Recently, I visited the small town of Marfa, Texas. The school district is quite small, with fewer than 500 kids in their system. Just as in school visits past, as I entered the school I was greeted by a stern, but kind office manager. Kids bustled through the hallways with their backpacks slung across one shoulder, and the hallway was lined with classrooms, doors open, desks in lines or semicircles, and lessons scrawled across whiteboards. The hallways were warm and inviting, plastered with posters and inspiring quotes. All of it familiar, and comforting.
An administrator toured me through the school bringing me into an 8th grade English class and then over to a 9th grade math class. The district was small enough to house the middle and high schools in the same building. In the math class, I spoke with several students and the teacher. I spent only a few minutes talking with each student, but in that short time I learned one had just moved there from Austin, another wanted to be a nurse and was working on graduating a year early, and yet another dreamed of coding, but wasn’t sure he was college material. The teacher had only been at the school for a couple of years. He’d come here from Arizona, where he’d taught in a bilingual program. There were only eight students in the class.
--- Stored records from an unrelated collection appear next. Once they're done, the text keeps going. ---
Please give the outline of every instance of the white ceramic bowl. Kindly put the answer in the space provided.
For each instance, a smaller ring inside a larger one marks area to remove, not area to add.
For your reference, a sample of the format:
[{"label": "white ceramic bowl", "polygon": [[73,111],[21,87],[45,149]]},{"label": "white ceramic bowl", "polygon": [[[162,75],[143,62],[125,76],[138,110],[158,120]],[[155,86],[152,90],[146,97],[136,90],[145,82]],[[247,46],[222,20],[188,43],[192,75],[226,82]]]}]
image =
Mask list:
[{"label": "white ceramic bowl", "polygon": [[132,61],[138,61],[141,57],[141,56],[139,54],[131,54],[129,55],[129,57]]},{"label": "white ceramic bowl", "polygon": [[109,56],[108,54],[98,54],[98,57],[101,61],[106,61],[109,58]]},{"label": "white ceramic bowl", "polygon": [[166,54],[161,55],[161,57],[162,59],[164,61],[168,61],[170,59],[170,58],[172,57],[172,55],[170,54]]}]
More than 75% of the student-body identifies as Latinx and/or Hispanic. Every student I spoke with was bilingual, not only could they speak Spanish, but were also literate in Spanish. Additionally many of the educators I spoke with were also bilingual. Yet, at this school, students did not have access to dual language or bilingual instruction. Additionally, this small math class of only eight students was taught in exactly the same way as one with 30 students. In each of the classes I observed, I saw teachers lecturing up front and students sitting in desks in rows, taking notes, and engaging via discussion.
I see this standardization or traditional delivery of instruction everywhere. I have seen some variations. Amy T. Andersen’s classroom in Ocean City, New Jersey is one. She has adjusted her seating for deaf culture. Students sit in an arc around the room to ensure they can all see one another. Amy’s been able to adjust her instruction to better meet the needs of her students and to provide an authentic experience for them. I’ve also seen flexible seating, with tall tables, short coffee tables, couches, bean bag chairs, and traditional desks mixed in. Although, flexible seating is only one strategy and must be accompanied by additional innovation in instruction to truly make it flexible.
What it comes down to is that it’s not about mandating or standardizing instruction. It’s about giving schools the flexibility to meet the needs of the community in which they reside. In Marfa, Texas that could mean implementing dual-language without having to jump through impossible hoops to do so. Or, exploring new modes of teaching and assessment because their small class sizes allow for options. For example, teachers could focus on mastery rather than level, allowing students to work at their individual competency and pace, maybe a form of flipping their classrooms in order to provide more one-to-one support.
The point is, schools need to meet the direct needs of their communities. Sometimes this means we shouldn’t all look and operate the same, no matter how comforting that feels. We must look critically at our communities and try something new. It’s challenging, but it’s the right thing to do.